The new TIA healthcare infrastructure standard recommends a minimum of Category 6 copper cabling for horizontal runs, as well as 50-micron multimode fiber-optic cabling for high-bandwidth transmissions such as computed tomography (CT) scans and magnetic resonance imaging (MRI) exams. For backbones, the standard recommends multimode and singlemode fiber-optic cabling. As mentioned earlier, these backbones should be redundant.
Several factors make retrofitting a healthcare facility a difficult prospect, including the aforementioned ICRs and the TIA-1179 recommendation to use enclosed pathways to name just a couple. With these and other contributing factors in mind, as well as the bandwidth requirements and mission-critical nature of communications within healthcare facilities, it is recommended to design cabling systems to support the longest possible lifecycle.
While retrofitting is a difficult task, it is the reality for the many facilities that do not have the luxury of building a new system with the proverbial blank canvas. The TIA-1179 standard recommends the use of multi-user telecommunications outlet assemblies (MUTOAs) to provide the flexibility of adding up to 24 additional outlets to a work area. One important fact to keep in mind is that although MUTOAs provide flexibility, they also represent an additional potential point of failure in a system. So installers must take care when retrofitting a workspace with MUTOAs as the standard does not recommend this practice for new facilities. Also, notably, the TIA-1179 standard does not recommend the use of consolidation points (CPs) to add outlets to a work area.

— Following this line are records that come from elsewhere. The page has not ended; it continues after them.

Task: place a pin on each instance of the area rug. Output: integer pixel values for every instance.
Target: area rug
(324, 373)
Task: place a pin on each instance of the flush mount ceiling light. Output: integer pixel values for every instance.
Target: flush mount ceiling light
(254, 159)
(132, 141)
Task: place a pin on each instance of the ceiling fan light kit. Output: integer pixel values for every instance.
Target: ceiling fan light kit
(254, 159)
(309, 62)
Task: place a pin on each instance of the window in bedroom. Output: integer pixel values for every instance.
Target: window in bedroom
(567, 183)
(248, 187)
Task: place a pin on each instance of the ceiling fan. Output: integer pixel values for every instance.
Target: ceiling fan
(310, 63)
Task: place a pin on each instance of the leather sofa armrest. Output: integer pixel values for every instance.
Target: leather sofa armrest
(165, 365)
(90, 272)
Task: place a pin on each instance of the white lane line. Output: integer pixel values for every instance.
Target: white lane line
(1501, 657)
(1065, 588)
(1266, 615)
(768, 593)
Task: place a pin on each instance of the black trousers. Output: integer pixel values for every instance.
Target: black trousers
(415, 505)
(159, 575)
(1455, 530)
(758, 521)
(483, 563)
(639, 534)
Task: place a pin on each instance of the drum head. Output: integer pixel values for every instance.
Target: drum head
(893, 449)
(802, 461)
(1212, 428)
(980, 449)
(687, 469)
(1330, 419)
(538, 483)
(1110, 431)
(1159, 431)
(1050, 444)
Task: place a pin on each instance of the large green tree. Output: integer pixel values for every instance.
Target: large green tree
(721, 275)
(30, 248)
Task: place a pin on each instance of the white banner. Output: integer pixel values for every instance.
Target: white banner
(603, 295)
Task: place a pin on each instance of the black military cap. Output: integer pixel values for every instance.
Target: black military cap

Power over Ethernet (PoE) is also a consideration to make when cabling healthcare work areas. As mentioned earlier, some of the low-voltage applications used in healthcare facilities today are not IP-based but may transition to IP in the future. The ability to power these devices using the copper conductors of an unshielded twisted-pair cable, or the copper conductors within a composite copper/fiber cable construction, allows a facility to accommodate any PoE-enabled applications deployed today and provides the infrastructure needed for future PoE-enabled applications. Because of the critical nature of this environment, backup power via redundant uninterruptible power supply systems is recommended for all PoE injection systems.
Some other best-practice recommendations that are likely to apply in healthcare facilities include considering multifiber cable, preferably preterminated, in high-density work areas. These cable constructions will be cost-effective, reliable and the least disruptive in sensitive environments. Also, cables installed in hospitals will be subject to high levels of electromagnetic interference (EMI), temperature swings from area to area, and the possibility of contact with chemicals and other gases. These considerations may affect your choice of cables and may affect the manner in which those cables are installed.
Exposure to chemicals and other gases once again brings up the issue of pathways. The pathways in which these exposures may happen are crowded with specialized air and gas-delivery systems as well as more-traditional HVAC and other systems. Cables installed in these pathways must be able to withstand these environments without degradation.
One of TIA-1179's recommendations, mentioned earlier, is to segregate cables based on the applications or services they are supporting. One practical way to accomplish this is to color-code cables and connectors so they can be identified easily. While the TIA-1179 standard recommends color-coding cable, the standard does not specifically designate certain colors for services or applications.
Finally, as with all cabling installations, those that take place in hospitals must meet approval by the local authority having jurisdiction (AHJ). It is certainly in the best interest of everyone involved to research state, regional and local safety codes.